Captain Christodoulakis told me proudly he is from the Island of Crete, and still lives there with his wife and eight-year-old daughter. A captain with Celebrity is on a schedule of three months on, and three months off. He said he loves those three months off when he can be with his wife and daughter, and the rest of his family, back on Crete. I told him I had been to Crete many years ago and thought it was beautiful and asked him if he had ever walked down the famous Samariá Gorge and he said he hadn’t.

Over his years with Celebrity, he worked on many ships, including Horizon and Century among others. His most recent ship was the Reflection, which he captained during the COVID pandemic. That was not an easy time for the cruise line. He was with Reflection for three years and during the pandemic spent part of the time with the ship sitting in the Bahamas, with a crew of less than 100. Just enough to keep the ship ready to sail again when he could welcome passengers back. I told him I was on the APEX last year on a transatlantic cruise out of Barcelona with only had 1250 passengers and a crew of about 1,000. He told me on this cruise there were 2340 passengers and a crew of close to 1200. The APEX can accommodate up to 3,400 passengers with a crew of 1,250. The captain agreed staffing back up has been difficult and complimented the Celebrity HR department who he said has been working overtime recruiting crew. 

I asked him about protections for the crew during the pandemic and continuing today. He said Celebrity has been really good about that and all crew on the APEX have been vaccinated and boosted against Covid and during this transatlantic cruise they were all getting flu shots. On this trip the crew was required to wear masks for their safety. During the sea days they were allowed to take them off when outdoors, so we could see their smiles.

I then asked him what he wants to do next after he stops being a Captain. He told me he loves being a Captain and really can’t see another career. He did tell me once he retires, years from now, maybe when his daughter is in college, he wants to get an RV, and drive across Europe with his wife, seeing all the sites at a slow and leisurely pace. Then would like to do the same going across the United States stopping at all the national parks. Sounds like a great retirement.  I asked if he often leaves the ship in the ports where it stops. He says he does if his wife and daughter are on board visiting, and anticipates them joining him for the upcoming holidays. When they aren’t with him, he gets off if he can get to a beach, or a place to swim and dive, which he loves.

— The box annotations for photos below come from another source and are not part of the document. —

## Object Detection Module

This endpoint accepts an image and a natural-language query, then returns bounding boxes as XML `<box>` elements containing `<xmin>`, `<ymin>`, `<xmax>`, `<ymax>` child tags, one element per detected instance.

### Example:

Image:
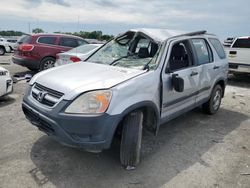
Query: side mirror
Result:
<box><xmin>172</xmin><ymin>74</ymin><xmax>184</xmax><ymax>92</ymax></box>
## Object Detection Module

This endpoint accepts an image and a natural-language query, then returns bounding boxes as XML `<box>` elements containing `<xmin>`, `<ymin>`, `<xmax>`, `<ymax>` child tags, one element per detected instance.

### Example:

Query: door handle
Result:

I then mentioned there was a party that afternoon my friends and travel agents, Scott and Dustin, with My Lux Cruise, were hosting in the Iconic suite. He said he would enjoy coming to that. I thanked him for taking the time to chat, said I hope to see him at the party, and left the bridge.

I didn’t say anything to Scott or Dustin about inviting him. Not only did he come but brought the Hotel Director, Christophe, with him. They were incredibly open and gracious, taking selfies. Christophe told us he would be on the BEYOND when we do our next transatlantic cruise in October 2023.